Stimulated Brillouin scattering (SBS) is the lowest threshold nonlinear effect that limits power scaling in narrow linewidth continuous wave fiber lasers. While several SBS mitigation techniques exist, optical linewidth broadening through external phase modulation has become the predominant method for SBS suppression. Arbitrary waveform generators (AWG) and pseudo-random binary sequence (PRBS) modulation schemes provide enhanced control of line-shape to effectively mitigate SBS but are expensive and difficult to implement. White noise (WNS) phase modulation is simple and easy to implement, but the resulting line shape is non-ideal and has a slow roll-off. Thus, the SBS enhancement obtained experimentally with WNS broadening is reasonably lower than the theoretical value. We attribute this to the increased SBS seeding due to the overlap between the WNS broadened signal and the Brillouin gain spectrum. A modulation scheme that is implemented easily and provides adequate line shape control would be of great advantage from a practical and engineering point of view. In this work, we propose a simple, yet powerful modulation technique to synthesize a line shape to have fast roll-off and improved flatness by incorporating dual sine and noise modulation.
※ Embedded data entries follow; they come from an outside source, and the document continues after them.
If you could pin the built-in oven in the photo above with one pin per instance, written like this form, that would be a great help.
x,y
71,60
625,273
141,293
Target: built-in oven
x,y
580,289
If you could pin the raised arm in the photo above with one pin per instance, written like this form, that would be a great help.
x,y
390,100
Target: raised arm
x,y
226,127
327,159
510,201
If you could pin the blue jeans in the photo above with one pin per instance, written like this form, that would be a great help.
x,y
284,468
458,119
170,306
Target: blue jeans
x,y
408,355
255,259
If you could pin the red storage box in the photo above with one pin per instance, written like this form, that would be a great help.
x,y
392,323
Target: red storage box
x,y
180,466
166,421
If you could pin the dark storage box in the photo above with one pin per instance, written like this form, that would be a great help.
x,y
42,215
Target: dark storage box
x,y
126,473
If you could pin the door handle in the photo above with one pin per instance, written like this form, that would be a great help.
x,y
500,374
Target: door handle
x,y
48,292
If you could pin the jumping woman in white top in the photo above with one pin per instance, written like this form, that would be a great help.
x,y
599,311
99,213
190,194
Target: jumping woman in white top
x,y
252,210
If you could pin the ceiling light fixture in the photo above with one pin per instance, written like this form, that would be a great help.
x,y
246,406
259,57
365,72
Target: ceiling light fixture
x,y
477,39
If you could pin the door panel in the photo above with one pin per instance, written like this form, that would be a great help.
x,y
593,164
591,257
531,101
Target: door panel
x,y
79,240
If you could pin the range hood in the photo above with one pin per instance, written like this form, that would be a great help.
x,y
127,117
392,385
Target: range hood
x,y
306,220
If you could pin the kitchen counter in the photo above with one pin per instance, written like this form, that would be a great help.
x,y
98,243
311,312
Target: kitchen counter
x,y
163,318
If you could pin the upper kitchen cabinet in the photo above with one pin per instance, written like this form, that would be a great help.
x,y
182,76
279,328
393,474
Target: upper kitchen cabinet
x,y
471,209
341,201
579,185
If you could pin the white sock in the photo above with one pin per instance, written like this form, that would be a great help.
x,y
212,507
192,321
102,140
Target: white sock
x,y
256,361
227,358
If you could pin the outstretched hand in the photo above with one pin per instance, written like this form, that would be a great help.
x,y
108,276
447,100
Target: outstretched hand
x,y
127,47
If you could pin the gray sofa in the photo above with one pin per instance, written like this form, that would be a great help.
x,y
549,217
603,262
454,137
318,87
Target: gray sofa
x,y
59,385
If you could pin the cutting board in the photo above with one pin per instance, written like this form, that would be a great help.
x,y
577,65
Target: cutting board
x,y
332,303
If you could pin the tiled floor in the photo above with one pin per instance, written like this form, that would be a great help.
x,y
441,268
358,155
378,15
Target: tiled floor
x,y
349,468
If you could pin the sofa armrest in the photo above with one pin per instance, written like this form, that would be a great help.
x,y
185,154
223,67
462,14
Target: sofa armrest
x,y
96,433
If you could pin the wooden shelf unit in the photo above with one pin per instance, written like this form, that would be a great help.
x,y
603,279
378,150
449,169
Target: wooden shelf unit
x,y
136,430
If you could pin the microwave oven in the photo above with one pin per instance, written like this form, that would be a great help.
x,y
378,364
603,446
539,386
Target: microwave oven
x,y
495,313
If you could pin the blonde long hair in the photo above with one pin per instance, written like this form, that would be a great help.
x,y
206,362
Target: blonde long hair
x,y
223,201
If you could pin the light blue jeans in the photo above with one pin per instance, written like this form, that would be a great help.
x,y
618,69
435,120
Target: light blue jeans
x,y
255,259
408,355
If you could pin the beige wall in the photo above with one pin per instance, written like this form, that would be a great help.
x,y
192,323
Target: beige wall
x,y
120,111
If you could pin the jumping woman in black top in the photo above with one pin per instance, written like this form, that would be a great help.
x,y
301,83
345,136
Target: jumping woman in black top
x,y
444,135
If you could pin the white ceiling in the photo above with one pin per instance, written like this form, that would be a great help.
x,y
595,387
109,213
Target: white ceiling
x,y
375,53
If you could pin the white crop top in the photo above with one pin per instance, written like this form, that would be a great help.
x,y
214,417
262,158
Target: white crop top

An in-house built kW-class, polarization maintaining, multi-stage Ytterbium-doped fiber amplifier is used to quantify the SBS enhancement of the proposed modulation scheme. We experimentally compare the results to that of pure noise broadened modulation at similar RMS linewidths and demonstrate over 2.3x enhancement in SBS limited output power at similar to 7.3GHz and >1kW SBS unlimited output power at similar to 10.4GHz in a fully polarization maintained system.